23. A system for determining whether vaccination of a subject against severe acute respiratory syndrome coronavirus 2 (SARS-COV-2) produces an antibody response to a spike protein receptor binding domain (RBD) of the SARS-COV-2, the system comprising:

a) a measuring device configured to measure one or more physiological metrics of the subject selected from dermal temperature deviation, heart rate, respiratory rate, heart rate variability, and deep sleep duration before and after vaccinating the subject against SARS-COV-2;

b) a processor programmed to analyze the physiological metrics using one or more algorithms to correlate increases in the dermal temperature deviation, heart rate, and respiratory rate, and decreases in the heart rate variability and deep sleep duration on the first night after said vaccinating the subject compared to a pre-vaccination dermal temperature deviation, heart rate, respiratory rate, heart rate variability, and deep sleep duration with increases in the antibody response of the subject to the SARS-COV-2 spike protein RBD; and

c) an output device configured to display information regarding the antibody response of the subject to the SARS-COV-2 spike protein RBD.

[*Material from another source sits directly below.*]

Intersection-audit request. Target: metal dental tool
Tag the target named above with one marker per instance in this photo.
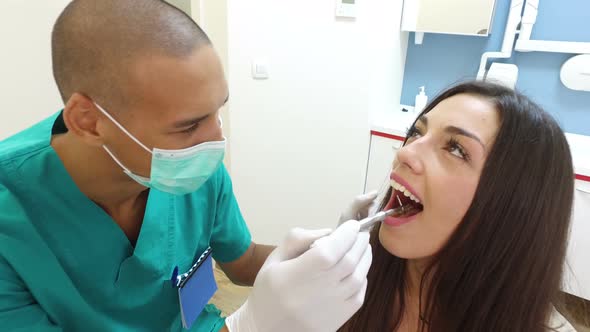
(370, 221)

24. The system of claim 23, further comprising a storage component operably coupled to the measuring device and the processor, wherein the storage component is configured to record physiological metric data measured by the measuring device.

25. The system of claim 23, wherein the one or more algorithms are selected from a Spearman rank-order correlation analysis and a Kendall rank order correlation analysis.

26. The system of claim 23, wherein the measuring device comprises a negative temperature coefficient (NTC) thermistor or a tri-axial accelerometer.

27. (canceled)

28. The system of claim 23, wherein the measuring device measures heart rate, respiratory rate, and heart rate variability from a photoplethysmogram (PPG) signal.

29. The system of claim 23, wherein the measuring device is a portable device or a wearable device worn by the subject.

30. (canceled)

31. A kit comprising the system of claim 23, packaging for the system, and instructions for using the system for determining whether vaccination of a subject against severe acute respiratory syndrome coronavirus 2 (SARS-COV-2) produces an antibody response to a spike protein receptor binding domain (RBD) of the SARS-COV-2.